A 2 anni dal pestaggio omofobo non c’è giustizia: “Condanna? Solo per lesioni personali, manca l’aggravante. Da governo attacco ai diritti Lgbt+”

A due anni dall’aggressione omofobica alla metro Valle Aurelia di Roma, non è ancora arrivato a sentenza il caso del pestaggio ai danni di Jean Pierre Moreno, l’attivista Lgbt+ picchiato con calci, pugni e lancio di sassi soltanto perché stava baciando il suo compagno.
Si attendeva il verdetto, con una decina di militanti in presidio di solidarietà di fronte agli uffici del giudice di pace, ma alla terza udienza in due anni è arrivato l’ennesimo rinvio, in attesa di ascoltare alcuni testimoni. Una sentenza ora attesa per maggio. Al di là dei tempi lunghi, però, come ha denunciato la vittima, “la giustizia non arriverà mai”. Il motivo? “Una condanna sarebbe comunque monca, perché in Italia manca una norma che punisce chi agisce spinto da un intento omofobico”, precisa l’avvocata Martina Colomasi di Rete Lenford, legale della vittima.
Tradotto, ha denunciato anche Rosario Coco, presidente di Gaynet, “l’esito del processo si avvia verso una probabile condanna per lesioni personali, la stessa che potrebbe essere comminata per una lite in un parcheggio”. “Sono deluso, arrabbiato. Noi vittime siamo le uniche persone esposte, ma non abbiamo tutele. Mentre il mio aggressore, protetto dalla privacy, non si è mai presentato in tribunale, nessuno sa chi è. Dovrebbe almeno capire il danno che ha fatto”, denuncia Moreno.

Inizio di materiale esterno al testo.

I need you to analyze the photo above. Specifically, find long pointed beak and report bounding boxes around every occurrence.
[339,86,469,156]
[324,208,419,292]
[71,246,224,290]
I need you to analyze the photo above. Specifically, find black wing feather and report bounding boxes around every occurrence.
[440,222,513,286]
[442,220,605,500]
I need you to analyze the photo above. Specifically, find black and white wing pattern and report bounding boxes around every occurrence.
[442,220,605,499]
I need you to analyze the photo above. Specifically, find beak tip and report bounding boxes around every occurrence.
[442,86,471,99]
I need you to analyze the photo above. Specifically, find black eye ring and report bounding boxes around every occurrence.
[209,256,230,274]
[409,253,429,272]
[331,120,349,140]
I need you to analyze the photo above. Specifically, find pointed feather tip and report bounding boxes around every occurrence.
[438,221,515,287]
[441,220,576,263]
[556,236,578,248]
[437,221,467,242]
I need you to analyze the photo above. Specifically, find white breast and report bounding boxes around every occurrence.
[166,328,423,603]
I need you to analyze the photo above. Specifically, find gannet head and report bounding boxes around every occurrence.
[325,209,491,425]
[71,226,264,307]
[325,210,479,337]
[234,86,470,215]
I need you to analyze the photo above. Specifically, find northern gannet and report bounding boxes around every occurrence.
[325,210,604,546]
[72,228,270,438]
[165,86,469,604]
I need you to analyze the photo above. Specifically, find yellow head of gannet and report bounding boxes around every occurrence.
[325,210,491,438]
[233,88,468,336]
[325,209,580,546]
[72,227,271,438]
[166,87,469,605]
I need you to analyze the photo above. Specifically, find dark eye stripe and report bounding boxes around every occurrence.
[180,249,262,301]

“Nonostante le immagini che fecero il giro del mondo, con l’aggressore che scavalcò i binari per picchiare due ragazzi omosessuali, dopo due anni ancora non c’è giustizia. A causa dell’affossamento della legge contro l’omotransfobia, la misoginia e l’abilismo nello scorso novembre 2021, tra i vergognosi applausi del centrodestra, l’Italia non riconosce ancora la matrice omofoba tra i pregiudizi su cui si basano i crimini d’odio, diversamente da quelli basati su razza, etnia, nazionalità e religione”, denuncia Gaynet.

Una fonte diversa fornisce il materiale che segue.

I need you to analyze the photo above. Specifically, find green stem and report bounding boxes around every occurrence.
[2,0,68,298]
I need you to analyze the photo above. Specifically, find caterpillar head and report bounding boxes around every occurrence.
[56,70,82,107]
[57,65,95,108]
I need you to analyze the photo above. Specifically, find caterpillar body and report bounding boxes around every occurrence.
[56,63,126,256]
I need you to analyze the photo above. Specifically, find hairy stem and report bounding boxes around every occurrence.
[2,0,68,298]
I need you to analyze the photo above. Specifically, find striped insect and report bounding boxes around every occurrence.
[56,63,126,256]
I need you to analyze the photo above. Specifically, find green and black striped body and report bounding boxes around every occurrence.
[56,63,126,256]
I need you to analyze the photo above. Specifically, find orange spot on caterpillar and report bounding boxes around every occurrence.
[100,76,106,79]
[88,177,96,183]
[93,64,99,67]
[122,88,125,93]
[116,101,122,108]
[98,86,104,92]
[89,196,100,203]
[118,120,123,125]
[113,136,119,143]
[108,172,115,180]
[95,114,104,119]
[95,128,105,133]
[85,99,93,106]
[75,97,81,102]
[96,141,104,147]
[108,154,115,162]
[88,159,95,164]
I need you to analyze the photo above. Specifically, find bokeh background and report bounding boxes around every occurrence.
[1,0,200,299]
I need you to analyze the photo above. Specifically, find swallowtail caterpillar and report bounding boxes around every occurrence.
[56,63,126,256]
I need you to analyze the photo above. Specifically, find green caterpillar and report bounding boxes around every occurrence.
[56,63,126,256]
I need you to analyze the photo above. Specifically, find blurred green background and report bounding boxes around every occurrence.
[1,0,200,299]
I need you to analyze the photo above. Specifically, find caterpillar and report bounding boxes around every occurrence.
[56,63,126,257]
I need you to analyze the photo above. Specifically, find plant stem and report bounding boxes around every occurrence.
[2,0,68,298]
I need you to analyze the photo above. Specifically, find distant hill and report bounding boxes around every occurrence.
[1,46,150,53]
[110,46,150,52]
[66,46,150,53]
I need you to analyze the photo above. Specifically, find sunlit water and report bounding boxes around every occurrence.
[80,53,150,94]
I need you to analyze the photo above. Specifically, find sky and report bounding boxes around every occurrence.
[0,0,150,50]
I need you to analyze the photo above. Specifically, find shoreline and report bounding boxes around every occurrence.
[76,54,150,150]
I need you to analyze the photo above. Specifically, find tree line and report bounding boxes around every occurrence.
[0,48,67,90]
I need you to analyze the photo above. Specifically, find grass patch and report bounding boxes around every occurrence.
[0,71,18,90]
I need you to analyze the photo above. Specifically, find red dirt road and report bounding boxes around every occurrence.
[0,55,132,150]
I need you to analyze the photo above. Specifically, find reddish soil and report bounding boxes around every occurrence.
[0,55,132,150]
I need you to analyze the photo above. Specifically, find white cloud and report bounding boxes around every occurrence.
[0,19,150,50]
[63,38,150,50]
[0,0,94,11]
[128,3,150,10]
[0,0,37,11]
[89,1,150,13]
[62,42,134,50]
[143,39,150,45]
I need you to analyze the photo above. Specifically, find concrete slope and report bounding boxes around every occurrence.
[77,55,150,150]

Per poi attaccare l’attuale maggioranza che sostiene il governo Meloni: “Le stesse persone che oggi in Parlamento dicono ‘c’è l’adozione in casi particolari’ per le famiglie arcobaleno, sono quelle che dicevano ‘le leggi ci sono già’ nella scorsa legislatura. Ma non è così”. Tradotto, insiste Coco, “c’è in corso un attacco ai diritti delle persone Lgbt+. Se i precedenti governi non erano stati in grado di approvare leggi a sostegno dei diritti civili, questo esecutivo va contro qualsiasi principio di eguaglianza. Sia sulla genitorialità che sulla violenza di stampo omofobico le normative mancano, al di là di quanto sostenga la destra”.

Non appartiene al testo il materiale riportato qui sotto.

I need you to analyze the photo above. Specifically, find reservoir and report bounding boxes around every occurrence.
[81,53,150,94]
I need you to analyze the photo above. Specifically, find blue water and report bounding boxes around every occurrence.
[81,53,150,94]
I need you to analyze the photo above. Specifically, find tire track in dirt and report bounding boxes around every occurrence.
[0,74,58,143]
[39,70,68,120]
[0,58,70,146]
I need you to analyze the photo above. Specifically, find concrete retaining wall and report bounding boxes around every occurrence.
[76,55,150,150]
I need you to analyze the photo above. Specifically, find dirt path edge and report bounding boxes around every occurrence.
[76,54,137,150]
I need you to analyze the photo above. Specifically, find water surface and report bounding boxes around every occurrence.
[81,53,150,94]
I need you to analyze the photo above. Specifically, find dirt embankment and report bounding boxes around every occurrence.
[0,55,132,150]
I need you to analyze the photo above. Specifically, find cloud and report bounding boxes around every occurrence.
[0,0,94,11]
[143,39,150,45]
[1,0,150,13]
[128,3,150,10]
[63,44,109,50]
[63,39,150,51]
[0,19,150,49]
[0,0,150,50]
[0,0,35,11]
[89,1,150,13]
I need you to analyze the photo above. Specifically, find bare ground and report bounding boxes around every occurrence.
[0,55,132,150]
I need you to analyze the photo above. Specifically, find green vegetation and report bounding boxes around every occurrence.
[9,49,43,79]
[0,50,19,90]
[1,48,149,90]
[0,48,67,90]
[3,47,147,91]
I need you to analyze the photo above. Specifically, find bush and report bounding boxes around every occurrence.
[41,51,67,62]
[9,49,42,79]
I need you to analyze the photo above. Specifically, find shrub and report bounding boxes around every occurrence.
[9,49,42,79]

“Non vogliamo vedere persone in carcere, ma ottenere sentenze giuste, che riconoscano la vera motivazione dei reati, con pene sostitutive e lavori socialmente utili, come prevedeva il disegno di legge Zan affossato in Senato con il vergognoso applauso delle destre”, spiega pure Lou Ms.Femme, un’altra attivista presente al presidio. “La nostra azione non si fermerà finché anche l’Italia, ultima tra i fondatori UE, non riconoscerà finalmente tutte le fattispecie di discriminazione previste dall’OSCE e dal quadro giuridico europeo sui crimini d’odio, che include anche l’orientamento sessuale e l’identità di genere”, è stato l’appello rilanciato al termine dell’udienza.